The premise? How does one pass the seemingly endless hours of waiting out an airport’s or airplane ride’s drudgery of boredom? Well, of course! Just turn a bit this way and sway slightly in that other direction until you’ve slipped onto another plane of existence. And voila! The universe of endless anthropological study questions is suddenly your oyster, baby. Le Guin makes sure that these cultural quandaries hit pretty close to home, I have to say.
On such a stage set as this, the book’s narrator is taught all about the mystical magical “Sita Dulip’s Method” of changing planes between various realities. Through this method, the narrator is able to take the reader through the Le Guin’s anthropologically-primed mind. The social structures Le Guin poses within the variable “planes” in this book become absolutely limitless with cultural observations and wonderings. What would a society look like if its inhabitants ceased all forms of communication after age six or seven? How would capitalistic initiative change a world that was previously devoid of such endlessly “gainful” ambitions? What would the second, third, or even hundredth rebirths and subsequent lives lived of each individual within a community do to the voting rights of such a community? If a planet’s years spanned 24 of those familiar to earthlings, with built-in migration patterns dictated by unconquerable weather, how would this change ideas of marriage and family, home and time? What would a society predicated on letting rage rule within strict codes of conduct look like exactly?
I was pleasantly surprised to learn (albeit and sadly after Le Guin’s death last year) that the “K” she insisted on keeping attached to her name was a nod to her father, Alfred Louis Kroeber, a cultural anthropologist who is still quoted to this day in archaeological reports on a regular basis. Having grown up with such a father, it stands to reason Le Guin’s literary endeavors would match the cultural interests that permeated her household during her youth. Arwen Curry’s film The Worlds of Ursula K. Le Guin showcases this influence beautifully, giving animated visualization to how Le Guin was “one of the very finest explorers of questions.” Truly, Le Guin’s stories, especially in this book, invite the reader to fill in the answers for themselves as she presents her endless questions about what makes civilization truly tick.
Changing Planes is not only a collection of short stories about fantastical and scientifically fictionalized worlds, but is at its heart a collection of “what if we really saw ourselves” quandaries. And herein lies the greatest appeal of the rawest kind of science fiction and fantasy storytelling. The cultural exploration in this book is as boundless as the author and reader could ever imagine. Le Guin writes elsewhere that “the purpose of a thought-experiment . . . is not to predict the future . . . but to describe reality, the present world” because “science fiction is not predictive; it is descriptive.” (from Le Guin’s introduction to The Left Hand of Darkness) And it is through the multitude of questions, so masterfully spun story upon story in this book, that Le Guin is able to describe the reality of our world’s internal workings and desires.

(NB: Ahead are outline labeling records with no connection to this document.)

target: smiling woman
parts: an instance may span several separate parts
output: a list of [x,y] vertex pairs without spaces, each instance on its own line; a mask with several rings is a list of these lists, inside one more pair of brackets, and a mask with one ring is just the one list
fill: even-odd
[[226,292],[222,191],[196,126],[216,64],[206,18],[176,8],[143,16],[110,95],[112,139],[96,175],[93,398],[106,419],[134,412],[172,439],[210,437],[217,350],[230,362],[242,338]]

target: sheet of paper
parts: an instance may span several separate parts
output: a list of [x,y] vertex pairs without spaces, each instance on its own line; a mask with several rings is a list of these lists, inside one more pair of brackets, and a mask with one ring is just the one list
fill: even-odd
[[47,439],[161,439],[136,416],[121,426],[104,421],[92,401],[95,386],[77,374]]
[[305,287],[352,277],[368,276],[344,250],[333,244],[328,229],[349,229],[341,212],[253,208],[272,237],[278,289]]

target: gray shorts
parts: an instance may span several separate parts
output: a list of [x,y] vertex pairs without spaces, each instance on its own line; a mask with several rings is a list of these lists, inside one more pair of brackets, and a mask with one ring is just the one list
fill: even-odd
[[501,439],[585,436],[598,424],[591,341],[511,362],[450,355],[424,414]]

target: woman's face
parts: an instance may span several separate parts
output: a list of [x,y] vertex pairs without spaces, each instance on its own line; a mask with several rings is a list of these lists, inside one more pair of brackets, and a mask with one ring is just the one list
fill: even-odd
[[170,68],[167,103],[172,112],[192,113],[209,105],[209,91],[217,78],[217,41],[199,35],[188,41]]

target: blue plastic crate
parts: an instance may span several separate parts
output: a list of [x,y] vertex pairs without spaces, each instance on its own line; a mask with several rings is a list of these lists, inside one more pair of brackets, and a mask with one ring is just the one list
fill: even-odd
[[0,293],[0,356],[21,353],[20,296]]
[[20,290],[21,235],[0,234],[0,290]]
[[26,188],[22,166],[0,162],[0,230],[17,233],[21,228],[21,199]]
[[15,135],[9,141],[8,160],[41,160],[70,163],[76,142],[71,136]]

This is true anthro-fiction at its best, in that the text challenges the reader to take a closer look at the world in which they truly inhabit and ask the hard “what if” questions. And not so much “what if the world looked this way or that,” but more in line with the “why” that may lurk behind our most-ingrained snap judgments of the cultural subtleties we might not at first understand. Take another look at the questions noted above that come out through the short stories within this book, and consider the implications of their actually being a quandary-based commentary on our here and now. You might be surprised at the similarities you find when thinking of these questions in the context of human history and even some of our cultural-nows.